The penal system of the Mascyllary Kingdom was the administrative national system for detention and punishment of an individual who had been convicted of breaking the law through and of the justice system of the Kingdom. It used a variety of different methods of punishment, such as incarceration in prisons, paying fines, the pillory and whipping as corporal punishment, and the use of the death penalty. Prison labor was almost universal and convicted people at large had no legal protection during their time of punishment, which led to them being often abused through torture and rape. The legal framework was designed to deprive the lower class of their personal freedoms and to effectively combat souring crime; it also served to manipulate politics and economics, convicting enemies and individuals of too much influence to harsh sentences under the disguise of law enforcement. However, often sentences were arbitrary; around half of all convictions of the system between 1830-1900 are estimated to have been false, faulty, or without any legal basis.

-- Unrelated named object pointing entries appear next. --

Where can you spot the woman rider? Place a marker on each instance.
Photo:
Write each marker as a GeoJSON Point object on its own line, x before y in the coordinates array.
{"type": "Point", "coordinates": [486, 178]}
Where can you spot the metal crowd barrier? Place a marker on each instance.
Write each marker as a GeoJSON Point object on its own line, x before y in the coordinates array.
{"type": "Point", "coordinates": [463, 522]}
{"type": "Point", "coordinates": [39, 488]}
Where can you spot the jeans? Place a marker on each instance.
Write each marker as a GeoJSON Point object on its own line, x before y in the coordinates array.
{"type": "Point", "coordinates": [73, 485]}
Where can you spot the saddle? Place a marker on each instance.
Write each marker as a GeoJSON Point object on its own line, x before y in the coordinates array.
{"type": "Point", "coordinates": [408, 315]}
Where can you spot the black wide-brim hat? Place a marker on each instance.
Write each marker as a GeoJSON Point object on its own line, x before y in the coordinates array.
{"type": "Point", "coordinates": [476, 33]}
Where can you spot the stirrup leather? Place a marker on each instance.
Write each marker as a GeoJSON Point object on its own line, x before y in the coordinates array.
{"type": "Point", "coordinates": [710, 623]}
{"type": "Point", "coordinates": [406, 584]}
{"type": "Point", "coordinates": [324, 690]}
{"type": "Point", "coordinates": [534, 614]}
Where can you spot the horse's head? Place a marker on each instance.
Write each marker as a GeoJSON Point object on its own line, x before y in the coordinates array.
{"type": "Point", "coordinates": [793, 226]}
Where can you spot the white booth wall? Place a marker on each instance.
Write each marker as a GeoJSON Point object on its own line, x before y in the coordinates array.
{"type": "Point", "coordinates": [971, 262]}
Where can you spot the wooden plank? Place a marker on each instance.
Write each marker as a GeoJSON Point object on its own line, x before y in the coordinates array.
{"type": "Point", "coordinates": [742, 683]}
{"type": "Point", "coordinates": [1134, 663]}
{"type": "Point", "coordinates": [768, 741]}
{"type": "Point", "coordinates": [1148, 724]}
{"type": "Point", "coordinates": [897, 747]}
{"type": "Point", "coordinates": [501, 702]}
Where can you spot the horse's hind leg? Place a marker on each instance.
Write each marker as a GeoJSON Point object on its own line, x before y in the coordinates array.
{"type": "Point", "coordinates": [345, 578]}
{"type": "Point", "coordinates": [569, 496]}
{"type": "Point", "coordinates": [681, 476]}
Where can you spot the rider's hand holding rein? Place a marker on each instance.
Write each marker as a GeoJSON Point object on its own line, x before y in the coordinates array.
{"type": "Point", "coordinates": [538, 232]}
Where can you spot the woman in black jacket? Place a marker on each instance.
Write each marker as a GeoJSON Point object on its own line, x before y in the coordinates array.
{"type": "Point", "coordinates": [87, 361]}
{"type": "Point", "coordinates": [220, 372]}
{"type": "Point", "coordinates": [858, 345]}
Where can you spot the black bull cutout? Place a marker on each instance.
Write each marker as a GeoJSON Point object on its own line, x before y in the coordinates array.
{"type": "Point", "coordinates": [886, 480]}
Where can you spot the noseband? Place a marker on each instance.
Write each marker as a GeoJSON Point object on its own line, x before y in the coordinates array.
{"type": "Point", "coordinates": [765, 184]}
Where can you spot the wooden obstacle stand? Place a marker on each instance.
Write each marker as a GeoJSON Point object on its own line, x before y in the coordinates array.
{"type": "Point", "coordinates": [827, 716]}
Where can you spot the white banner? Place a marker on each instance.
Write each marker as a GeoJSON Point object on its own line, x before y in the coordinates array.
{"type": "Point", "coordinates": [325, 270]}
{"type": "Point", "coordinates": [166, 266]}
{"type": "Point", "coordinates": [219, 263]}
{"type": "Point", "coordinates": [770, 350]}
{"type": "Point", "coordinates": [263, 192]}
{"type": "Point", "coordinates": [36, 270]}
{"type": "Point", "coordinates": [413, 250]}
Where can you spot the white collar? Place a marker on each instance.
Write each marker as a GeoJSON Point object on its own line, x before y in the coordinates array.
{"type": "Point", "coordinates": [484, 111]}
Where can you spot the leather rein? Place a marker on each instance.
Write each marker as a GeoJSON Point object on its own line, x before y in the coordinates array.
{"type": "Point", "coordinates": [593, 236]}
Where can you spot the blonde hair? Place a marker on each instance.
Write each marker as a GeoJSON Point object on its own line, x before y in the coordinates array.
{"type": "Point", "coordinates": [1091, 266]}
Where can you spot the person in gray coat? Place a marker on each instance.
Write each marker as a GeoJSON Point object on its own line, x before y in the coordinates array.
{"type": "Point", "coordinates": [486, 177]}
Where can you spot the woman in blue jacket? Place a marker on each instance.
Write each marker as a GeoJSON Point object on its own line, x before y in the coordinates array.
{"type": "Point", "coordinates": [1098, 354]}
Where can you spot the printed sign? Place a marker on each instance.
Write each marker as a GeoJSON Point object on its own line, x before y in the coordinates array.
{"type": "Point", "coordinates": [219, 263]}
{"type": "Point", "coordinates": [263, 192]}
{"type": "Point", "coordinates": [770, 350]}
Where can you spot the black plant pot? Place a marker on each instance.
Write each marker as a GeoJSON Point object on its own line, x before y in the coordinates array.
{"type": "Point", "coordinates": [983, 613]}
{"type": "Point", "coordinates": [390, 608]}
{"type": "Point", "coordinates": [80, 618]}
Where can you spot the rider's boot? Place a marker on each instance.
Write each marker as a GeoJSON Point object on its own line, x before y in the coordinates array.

Mascylla's penal system until 1924 is noted to have had extremely harsh means of penalization, which can be traced back to the criminal law of it's military. Furthermore, reforms of the judicial branch and its laws could only be proposed and approved by the usually conservative and militaristic Monarch, while the liberalised Reichsrat had virtually no power to demand or propose reform of the justice system. The penal system remained mostly intact throughout the history of the Mascyllary Kingdom, until a formal law code (Krongesetz) was implemented by the May Republic and later by Mascylla, forbidding capital punishment and physical assault on prisoners, in compliance with the AN Charter, and introducing their rehabilitation.

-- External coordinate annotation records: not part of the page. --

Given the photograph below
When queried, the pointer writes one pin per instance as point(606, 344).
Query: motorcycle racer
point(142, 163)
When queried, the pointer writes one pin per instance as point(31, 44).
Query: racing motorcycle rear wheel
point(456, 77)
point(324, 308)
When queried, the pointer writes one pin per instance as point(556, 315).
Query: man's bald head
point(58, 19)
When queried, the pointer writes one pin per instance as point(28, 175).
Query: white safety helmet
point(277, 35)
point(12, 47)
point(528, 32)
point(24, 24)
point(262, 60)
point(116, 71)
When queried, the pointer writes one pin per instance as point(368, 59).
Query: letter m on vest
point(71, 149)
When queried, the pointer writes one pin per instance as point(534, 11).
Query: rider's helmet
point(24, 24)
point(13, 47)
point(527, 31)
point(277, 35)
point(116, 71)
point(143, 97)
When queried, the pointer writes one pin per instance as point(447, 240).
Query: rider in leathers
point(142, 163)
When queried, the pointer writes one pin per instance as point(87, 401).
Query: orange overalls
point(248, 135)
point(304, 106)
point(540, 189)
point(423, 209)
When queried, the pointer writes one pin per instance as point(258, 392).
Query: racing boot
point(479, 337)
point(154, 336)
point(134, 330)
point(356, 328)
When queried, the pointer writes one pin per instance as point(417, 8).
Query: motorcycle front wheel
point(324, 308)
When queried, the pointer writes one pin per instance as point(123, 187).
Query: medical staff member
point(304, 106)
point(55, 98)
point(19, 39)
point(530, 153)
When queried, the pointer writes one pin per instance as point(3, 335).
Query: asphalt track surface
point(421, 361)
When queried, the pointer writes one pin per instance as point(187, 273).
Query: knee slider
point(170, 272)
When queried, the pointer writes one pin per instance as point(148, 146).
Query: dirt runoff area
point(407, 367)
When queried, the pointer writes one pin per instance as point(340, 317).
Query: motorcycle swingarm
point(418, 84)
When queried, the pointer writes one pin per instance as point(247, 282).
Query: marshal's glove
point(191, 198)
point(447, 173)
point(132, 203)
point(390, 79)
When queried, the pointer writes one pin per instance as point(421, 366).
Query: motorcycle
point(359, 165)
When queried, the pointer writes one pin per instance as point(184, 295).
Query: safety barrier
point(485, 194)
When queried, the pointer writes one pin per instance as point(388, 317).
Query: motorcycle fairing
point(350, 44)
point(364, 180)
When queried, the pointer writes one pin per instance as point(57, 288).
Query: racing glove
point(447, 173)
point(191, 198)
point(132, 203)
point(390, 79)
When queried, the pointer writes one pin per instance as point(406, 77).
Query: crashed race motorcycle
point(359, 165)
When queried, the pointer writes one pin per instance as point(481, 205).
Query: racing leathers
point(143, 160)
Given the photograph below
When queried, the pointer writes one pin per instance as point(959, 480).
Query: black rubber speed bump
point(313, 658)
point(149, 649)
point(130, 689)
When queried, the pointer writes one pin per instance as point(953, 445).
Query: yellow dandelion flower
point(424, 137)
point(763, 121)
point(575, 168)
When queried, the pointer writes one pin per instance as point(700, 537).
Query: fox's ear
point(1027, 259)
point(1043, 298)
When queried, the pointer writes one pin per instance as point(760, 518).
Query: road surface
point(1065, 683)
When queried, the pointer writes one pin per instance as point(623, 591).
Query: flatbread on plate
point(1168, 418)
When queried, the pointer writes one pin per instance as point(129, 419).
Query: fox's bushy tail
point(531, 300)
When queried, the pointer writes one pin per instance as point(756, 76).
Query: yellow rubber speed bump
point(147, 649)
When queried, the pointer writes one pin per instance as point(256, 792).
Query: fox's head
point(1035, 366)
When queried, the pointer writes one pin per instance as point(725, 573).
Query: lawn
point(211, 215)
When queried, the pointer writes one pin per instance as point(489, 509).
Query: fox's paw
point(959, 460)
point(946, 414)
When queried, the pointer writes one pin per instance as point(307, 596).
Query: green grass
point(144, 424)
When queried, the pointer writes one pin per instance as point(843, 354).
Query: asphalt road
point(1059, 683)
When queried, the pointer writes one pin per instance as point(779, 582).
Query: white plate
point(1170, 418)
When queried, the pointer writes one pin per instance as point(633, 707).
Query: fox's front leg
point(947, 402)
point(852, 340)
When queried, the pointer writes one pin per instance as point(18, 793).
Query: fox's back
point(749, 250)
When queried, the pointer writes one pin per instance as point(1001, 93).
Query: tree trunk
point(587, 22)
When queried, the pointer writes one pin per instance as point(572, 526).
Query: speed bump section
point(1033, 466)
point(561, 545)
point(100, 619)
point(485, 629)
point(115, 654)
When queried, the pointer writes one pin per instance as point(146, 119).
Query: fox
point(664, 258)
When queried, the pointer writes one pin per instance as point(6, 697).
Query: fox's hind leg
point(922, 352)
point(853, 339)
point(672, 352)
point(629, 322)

Its legacy is still widely disputed and has raised questions about the effectiveness of extreme penal systems on combating crime. While some argue the system resembled "modern slavery", others see it as a functioning model of law enforcement and, to a lesser extent, advocate for the formal reintroduction of capital punishment. Psychologists also determine the criminal justice system of the Mascyllary Kingdom to be a decisive factor in the latter development of dissatisfaction with the government that would culminate into the Mascyllary Revolution, and also a behavioural change within society between 1850 and 1920.